I sit in this predictably tedious, sometimes entertaining and occasionally moving civic gathering that we call town meeting and I marvel at the small miracle of pure democracy that unfolds each year for us toward winter’s end. Despite the bitter temperature and the snow that’s predicted to begin falling in a couple of hours, we’ve gathered as a town in our worn-down school gymnasium. Here we pledge allegiance to the republic, question our elected authorities and display in our far corner of this one, indivisible nation some divisiveness and some cohesiveness of our own.
We do neighborliness well here. You walk in and Sally checks you off at the door. After your first town meeting, you’ll never have to tell her your name again. She’ll hand you a tiny slip of yellow cardboard, the symbol of your enfranchisement. It’s your ticket to say what you think everybody needs to hear and to cast one vote on what we all need to decide. Norman Rockwell once told of being stymied trying to decide how he would depict “freedom of speech,” one of his famous quartet of paintings depicting the “Four Freedoms.” One evening he went to a New England town meeting where he watched everyone in the room listen politely to a citizen spouting views that Rockwell knew nobody else agreed with. “That’s it, that’s freedom of speech,” he thought, and he went on to paint what he experienced that night.
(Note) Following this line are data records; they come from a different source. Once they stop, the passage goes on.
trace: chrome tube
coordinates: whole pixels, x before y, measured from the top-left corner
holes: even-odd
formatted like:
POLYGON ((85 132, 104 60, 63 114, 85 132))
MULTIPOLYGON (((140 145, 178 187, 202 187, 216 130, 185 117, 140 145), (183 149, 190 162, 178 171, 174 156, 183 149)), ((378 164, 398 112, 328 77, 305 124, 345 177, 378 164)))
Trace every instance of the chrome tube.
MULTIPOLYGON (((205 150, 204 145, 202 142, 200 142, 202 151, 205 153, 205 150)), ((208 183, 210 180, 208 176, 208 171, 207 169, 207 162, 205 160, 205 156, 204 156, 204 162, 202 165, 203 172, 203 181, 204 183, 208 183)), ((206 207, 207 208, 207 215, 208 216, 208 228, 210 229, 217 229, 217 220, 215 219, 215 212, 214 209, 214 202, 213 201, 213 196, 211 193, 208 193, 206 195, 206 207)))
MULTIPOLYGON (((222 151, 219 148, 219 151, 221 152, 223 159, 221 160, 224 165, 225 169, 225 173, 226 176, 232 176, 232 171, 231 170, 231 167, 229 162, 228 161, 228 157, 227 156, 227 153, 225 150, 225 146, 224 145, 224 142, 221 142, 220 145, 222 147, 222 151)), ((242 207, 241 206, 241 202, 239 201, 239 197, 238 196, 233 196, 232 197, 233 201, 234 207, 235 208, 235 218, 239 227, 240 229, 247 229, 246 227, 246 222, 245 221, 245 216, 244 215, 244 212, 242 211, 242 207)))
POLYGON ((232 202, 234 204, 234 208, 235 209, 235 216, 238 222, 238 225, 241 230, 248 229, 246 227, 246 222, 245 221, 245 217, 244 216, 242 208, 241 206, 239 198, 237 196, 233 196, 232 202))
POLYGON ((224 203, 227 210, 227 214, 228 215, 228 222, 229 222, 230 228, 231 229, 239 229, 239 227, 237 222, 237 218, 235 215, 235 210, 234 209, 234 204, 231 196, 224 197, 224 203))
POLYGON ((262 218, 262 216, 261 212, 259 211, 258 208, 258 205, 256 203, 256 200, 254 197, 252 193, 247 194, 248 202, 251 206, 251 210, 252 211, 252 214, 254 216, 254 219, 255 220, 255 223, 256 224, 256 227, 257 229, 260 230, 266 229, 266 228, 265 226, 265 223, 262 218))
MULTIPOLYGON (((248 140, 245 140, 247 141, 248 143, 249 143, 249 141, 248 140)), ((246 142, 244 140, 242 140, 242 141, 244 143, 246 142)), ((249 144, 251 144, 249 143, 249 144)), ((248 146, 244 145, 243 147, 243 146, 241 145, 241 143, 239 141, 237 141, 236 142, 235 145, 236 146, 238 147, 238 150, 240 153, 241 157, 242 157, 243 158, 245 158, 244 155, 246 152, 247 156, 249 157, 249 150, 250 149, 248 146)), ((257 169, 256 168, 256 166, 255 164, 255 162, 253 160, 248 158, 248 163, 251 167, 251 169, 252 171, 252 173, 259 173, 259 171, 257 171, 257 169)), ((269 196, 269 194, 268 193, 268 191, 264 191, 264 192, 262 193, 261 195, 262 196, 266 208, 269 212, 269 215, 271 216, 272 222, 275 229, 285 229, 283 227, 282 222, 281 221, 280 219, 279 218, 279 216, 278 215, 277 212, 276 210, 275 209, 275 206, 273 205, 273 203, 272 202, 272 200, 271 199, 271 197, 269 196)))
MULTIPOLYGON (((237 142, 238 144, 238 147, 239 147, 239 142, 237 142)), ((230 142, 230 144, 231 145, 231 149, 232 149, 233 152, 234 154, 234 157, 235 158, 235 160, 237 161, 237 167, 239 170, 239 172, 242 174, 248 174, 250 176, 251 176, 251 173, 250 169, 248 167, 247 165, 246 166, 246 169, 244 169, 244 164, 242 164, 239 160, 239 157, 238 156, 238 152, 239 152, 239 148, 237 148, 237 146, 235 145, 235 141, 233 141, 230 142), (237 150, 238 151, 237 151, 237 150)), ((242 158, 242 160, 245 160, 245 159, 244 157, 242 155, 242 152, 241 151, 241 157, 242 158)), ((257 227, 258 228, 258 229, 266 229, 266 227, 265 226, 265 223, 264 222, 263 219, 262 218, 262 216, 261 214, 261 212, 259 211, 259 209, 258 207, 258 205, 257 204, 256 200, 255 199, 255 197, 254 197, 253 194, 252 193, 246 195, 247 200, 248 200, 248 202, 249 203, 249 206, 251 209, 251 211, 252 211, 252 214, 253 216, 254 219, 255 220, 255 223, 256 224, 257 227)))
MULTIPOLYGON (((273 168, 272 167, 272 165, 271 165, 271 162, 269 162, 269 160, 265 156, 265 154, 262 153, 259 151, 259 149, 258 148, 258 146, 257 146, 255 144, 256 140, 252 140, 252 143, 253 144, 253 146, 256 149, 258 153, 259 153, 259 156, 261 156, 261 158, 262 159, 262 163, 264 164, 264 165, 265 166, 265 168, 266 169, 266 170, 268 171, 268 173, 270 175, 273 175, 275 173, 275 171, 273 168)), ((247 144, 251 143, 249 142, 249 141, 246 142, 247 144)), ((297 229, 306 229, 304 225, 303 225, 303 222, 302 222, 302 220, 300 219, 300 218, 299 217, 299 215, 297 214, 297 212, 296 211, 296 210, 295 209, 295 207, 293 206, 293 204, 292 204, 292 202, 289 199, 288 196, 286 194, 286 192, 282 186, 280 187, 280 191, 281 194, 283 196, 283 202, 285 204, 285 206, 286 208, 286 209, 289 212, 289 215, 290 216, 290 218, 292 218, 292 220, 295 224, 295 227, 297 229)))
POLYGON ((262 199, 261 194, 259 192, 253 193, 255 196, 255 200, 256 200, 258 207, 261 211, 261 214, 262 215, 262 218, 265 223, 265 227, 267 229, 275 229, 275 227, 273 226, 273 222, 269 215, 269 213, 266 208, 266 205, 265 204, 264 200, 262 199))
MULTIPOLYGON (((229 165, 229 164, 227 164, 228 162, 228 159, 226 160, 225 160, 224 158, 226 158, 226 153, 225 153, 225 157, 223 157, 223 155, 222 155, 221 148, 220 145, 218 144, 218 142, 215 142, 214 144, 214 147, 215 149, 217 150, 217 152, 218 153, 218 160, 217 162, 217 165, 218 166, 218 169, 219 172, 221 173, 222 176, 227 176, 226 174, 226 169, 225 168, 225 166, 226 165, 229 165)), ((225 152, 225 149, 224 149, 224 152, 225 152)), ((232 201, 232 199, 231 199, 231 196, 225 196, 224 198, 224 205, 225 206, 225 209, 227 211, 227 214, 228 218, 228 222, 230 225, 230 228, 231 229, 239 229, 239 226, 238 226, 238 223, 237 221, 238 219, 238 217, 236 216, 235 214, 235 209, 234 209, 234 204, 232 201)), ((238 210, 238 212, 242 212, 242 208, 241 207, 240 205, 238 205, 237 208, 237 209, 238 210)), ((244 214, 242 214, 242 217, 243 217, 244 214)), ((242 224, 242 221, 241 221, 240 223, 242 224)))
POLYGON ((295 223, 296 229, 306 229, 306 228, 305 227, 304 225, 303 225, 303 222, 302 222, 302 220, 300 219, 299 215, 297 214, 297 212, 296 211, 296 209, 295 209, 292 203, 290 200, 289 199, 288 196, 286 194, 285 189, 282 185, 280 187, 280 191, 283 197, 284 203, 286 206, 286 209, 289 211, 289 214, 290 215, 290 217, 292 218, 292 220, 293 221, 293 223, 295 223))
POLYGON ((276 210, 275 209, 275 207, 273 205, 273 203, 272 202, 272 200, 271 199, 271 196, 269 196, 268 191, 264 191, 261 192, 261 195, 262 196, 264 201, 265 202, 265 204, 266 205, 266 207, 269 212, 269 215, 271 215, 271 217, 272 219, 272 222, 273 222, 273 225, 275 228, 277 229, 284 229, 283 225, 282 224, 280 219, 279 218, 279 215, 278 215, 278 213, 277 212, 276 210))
That’s a pretty good description of the spirit that prevails in this tiny town each year on a Tuesday evening early in March. The meeting’s moderator welcomes us and opens the assembly. He’s a likable fellow who happily possesses the three most important qualifications for the job: a passion for fairness, a ready sense of humor and a dedication to keeping everyone moving through the long, wearisome agenda.
The big issue at tonight’s meeting concerns funding for the local library. As if we need reminding that they’re on top of things as our fiscal watchdog, the town’s finance committee has once again recommended that the library not receive any funding this year. It’s the only non-profit request for support that the committee declined to endorse. The library, which is located in a neighboring municipality, serves a large segment of our town’s families with its cultural, educational and high-tech services. Some see this item as a “non-essential” request. Others figure that we’d never be able to provide such quality services if we had to do it on our own. In a split vote, the meeting decides to fund the full library request. The measure passes by a 60-40 margin.
That’s pretty much how our town breaks down politically: there are perhaps a few more social progressives than there are fiscal conservatives but with our strong independent streak, folks are likely to move from one camp to the other, depending on the issue at stake. But it all seems to work, although sometimes I wonder just how it does. I suppose it’s because we know we all have to live together and a lot of us are related to each other by blood and marriage! You learn that things go easier when you try to be flexible and do your best to get along. But mostly I think things work because we share a feeling that we all need each other. Whether we vote one way or another, whether we’re the folks doing okay or we’re part of families that are barely getting by, whether we were born and raised here or have come to town “from away,” we all know we need each other and depend on one another. We may fight and hold grudges and tell unflattering stories about each other, but in the end, it feels like everyone matters in this small place — nobody’s unimportant.
The evening wears on and now we face the last major hurdle: the school budget. This is when the finance committee gets out its sharpest knives. The overburdened school superintendent hopes to cut some corners and wants us to approve an item that involves some creative accounting maneuvers. Nothing dishonest, mind you, just a shortcut, a sleight of hand hidden somewhere deep in this huge, overcomplicated budget. But, as my grandmother used to say, sometimes you can be too smart by half. You might call his proposal an example of sophisticated budget management, but that’s not how the citizens see it and it gets short shrift at the meeting. The superintendent accepts the meeting’s corrections amiably and respectfully, however. It’s good to see our chief educator continuing his education in town!
Truth to tell, the man deserves our sympathy and support. He has a very tough job and so does our town, trying to keep our own small elementary school going. Every year, it seems, the state comes up with a new subsidy formula that further reduces our small municipality’s share of the funding pie. Going big is rewarded while staying small gets punished by the education know-it-alls in Augusta and Washington. And so we struggle to keep open a school for 70 or more children. We do it because we want to continue the tradition of educating our kids in a familiar, nurturing setting where there’s one teacher for every 10 students, where all the children are neighbors, where they’ll all grow up together in one special place. It’s a tough thing to fund and sustain, but we’re glad to know every day just where our kids are: right in the center of town, right in the center of our hearts.
The meeting’s over now, and as I climb into my car and start the engine, I can’t help sighing my thanks for this sweet, unpretentious place where I’m privileged to live. I drive home feeling grateful, grateful for good people who come out on a cold night to pledge their allegiance, to exercise their freedoms and to care for one another, as best they can.